These fudgy cherry chocolate brownies combine rich bittersweet dark chocolate and roasted fresh cherries for a deeply indulgent dessert. With a moist, dense texture and caramelized cherry bursts in every bite, this recipe is perfect for chocolate lovers who want a gourmet twist on classic brownies. Roasting the cherries enhances their sweetness and adds complex flavor, while Dutch-process cocoa powder contributes to the deep chocolate intensity.
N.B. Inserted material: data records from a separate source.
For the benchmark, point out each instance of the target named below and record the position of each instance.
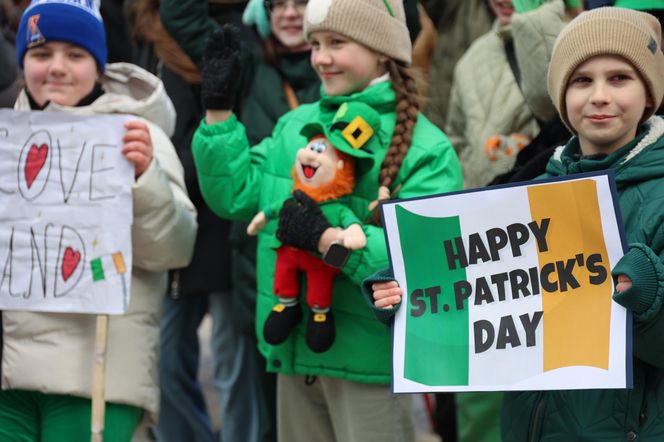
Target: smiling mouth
(308, 171)
(600, 117)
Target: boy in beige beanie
(606, 78)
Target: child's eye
(620, 77)
(76, 55)
(38, 53)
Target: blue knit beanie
(73, 21)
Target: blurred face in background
(286, 21)
(503, 10)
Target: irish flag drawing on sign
(509, 289)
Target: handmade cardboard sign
(509, 289)
(65, 213)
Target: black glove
(221, 69)
(301, 222)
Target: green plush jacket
(614, 415)
(237, 182)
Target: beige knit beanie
(631, 34)
(378, 24)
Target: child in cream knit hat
(606, 78)
(360, 50)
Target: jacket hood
(640, 160)
(129, 89)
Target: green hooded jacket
(237, 182)
(614, 415)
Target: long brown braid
(407, 109)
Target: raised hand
(222, 68)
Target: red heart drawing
(35, 162)
(69, 262)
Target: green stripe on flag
(437, 350)
(97, 270)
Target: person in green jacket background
(605, 81)
(343, 393)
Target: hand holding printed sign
(66, 210)
(138, 145)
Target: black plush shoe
(280, 323)
(320, 331)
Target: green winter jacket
(237, 182)
(614, 415)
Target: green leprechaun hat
(353, 130)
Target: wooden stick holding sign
(65, 238)
(99, 379)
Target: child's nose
(600, 93)
(321, 57)
(57, 64)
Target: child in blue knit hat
(47, 358)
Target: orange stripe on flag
(119, 263)
(576, 322)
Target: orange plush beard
(342, 183)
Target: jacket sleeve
(229, 172)
(424, 171)
(189, 24)
(164, 227)
(644, 265)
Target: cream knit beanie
(378, 24)
(633, 35)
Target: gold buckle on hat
(358, 132)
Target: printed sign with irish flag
(509, 288)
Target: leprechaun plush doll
(324, 174)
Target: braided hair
(407, 109)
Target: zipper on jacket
(175, 285)
(536, 421)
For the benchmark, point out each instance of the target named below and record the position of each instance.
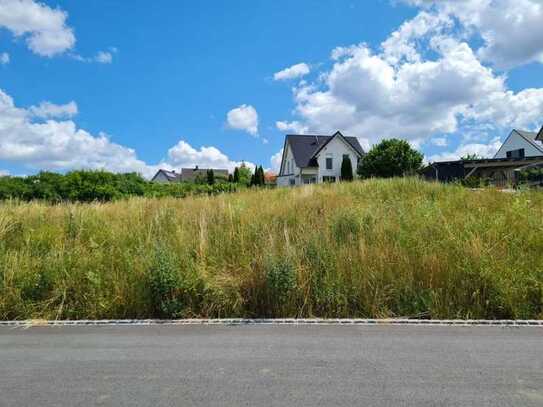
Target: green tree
(210, 177)
(262, 179)
(346, 169)
(473, 156)
(390, 158)
(245, 174)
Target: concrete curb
(286, 321)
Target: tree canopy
(390, 158)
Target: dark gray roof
(172, 176)
(190, 174)
(531, 137)
(305, 146)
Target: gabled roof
(172, 176)
(306, 146)
(530, 137)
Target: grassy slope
(367, 249)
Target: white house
(310, 159)
(520, 144)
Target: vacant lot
(368, 249)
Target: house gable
(288, 160)
(520, 140)
(337, 136)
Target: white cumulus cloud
(50, 110)
(43, 138)
(184, 155)
(43, 27)
(293, 72)
(511, 30)
(483, 150)
(424, 81)
(244, 118)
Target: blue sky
(105, 85)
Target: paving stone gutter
(284, 321)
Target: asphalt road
(271, 366)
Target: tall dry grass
(379, 248)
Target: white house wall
(161, 178)
(289, 170)
(336, 148)
(515, 142)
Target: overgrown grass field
(378, 248)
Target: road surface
(271, 366)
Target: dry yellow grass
(377, 248)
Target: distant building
(521, 150)
(310, 159)
(270, 178)
(187, 175)
(520, 144)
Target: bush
(390, 158)
(280, 283)
(102, 186)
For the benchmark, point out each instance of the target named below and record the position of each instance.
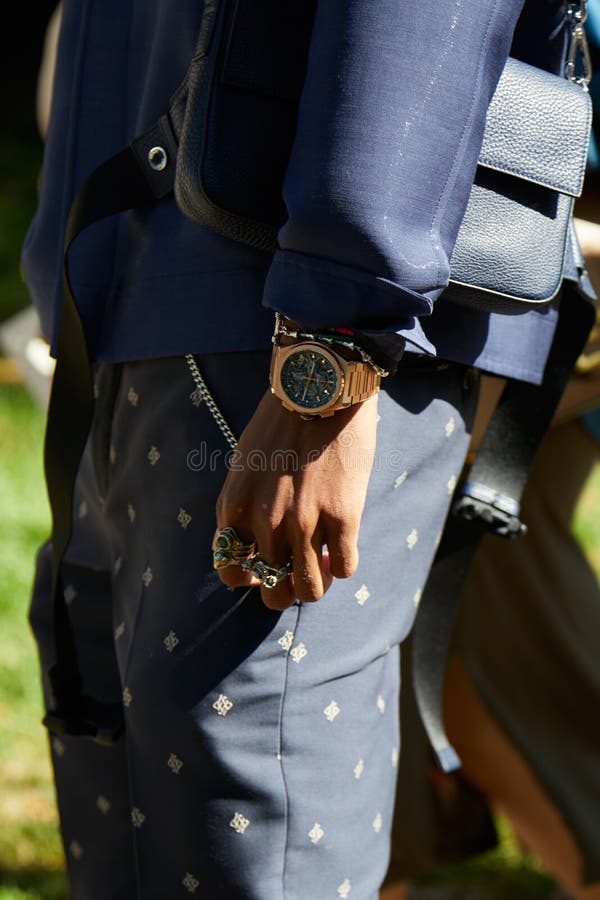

Easy to make in one bowl and baked to a perfect fudgy consistency, these brownies are an elegant treat for any occasion.

Ingredients

Cherries

  • 300 g fresh cherries (or 210 g (1 ½ cups) thawed frozen pitted cherries, halved)

Wet Ingredients

  • 200 g cane sugar (or granulated sugar)
  • 4 free-range eggs
  • 1 teaspoon pure vanilla extract
  • ½ teaspoon fine sea salt
  • 190 g unsalted butter (melted)

Dry Ingredients

  • 75 g Dutch-process cocoa powder
  • 75 g all-purpose flour

Add-ins

  • 200 g bittersweet dark chocolate (roughly chopped)

Instructions

  1. Prep the cherries: Preheat the oven to 410°F (210°C) with the fan on. Remove stems from fresh cherries, rinse under cold water, and pat dry. Halve and pit. If using thawed frozen cherries, drain thoroughly in a fine-mesh strainer until no liquid drips out.
  2. Roast the cherries: Spread cherries on a baking sheet in a single layer and roast for 10 minutes until lightly caramelized. Set aside to cool slightly.
  3. Whip the wet ingredients: Lower oven temperature to 355°F (180°C), fan on. In a large mixing bowl or stand mixer with whisk attachment, beat sugar, eggs, vanilla, and salt on high speed until pale and fluffy, about 5 minutes. Slowly pour in melted butter and whisk just until combined.
  4. Add the dry ingredients: Sift Dutch-process cocoa powder and flour directly over the batter. Mix gently until smooth and just combined, careful not to overmix.
  5. Fold in the chocolate and cherries: Reserve a small handful of chopped chocolate and some roasted cherries for topping. Fold the rest into the batter evenly with a spatula.
  6. Line the pan: Line a 9-inch (22 cm) square metal baking pan with parchment paper strips laid crosswise to cover bottom and sides, leaving overhang on all edges for easy lifting.
  7. Assemble the brownies: Scrape batter into prepared pan and smooth the top. Scatter reserved chocolate and cherries evenly over the surface.
  8. Bake and cool: Bake for 30 minutes until center is just set and texture is deeply fudgy. Let brownies cool in pan for 5 minutes, then lift out using parchment overhang and transfer to wire rack to cool completely before serving.

Notes

  • Roasting the cherries intensifies their flavor and helps prevent excess moisture in the brownies.
  • Use Dutch-process cocoa powder for a richer and smoother chocolate taste.
  • Do not overmix the batter after adding the dry ingredients to keep the brownies tender.
  • The brownies are best served at room temperature once fully cooled.
  • Store leftovers in an airtight container at room temperature for up to 3 days or refrigerate for up to 5 days.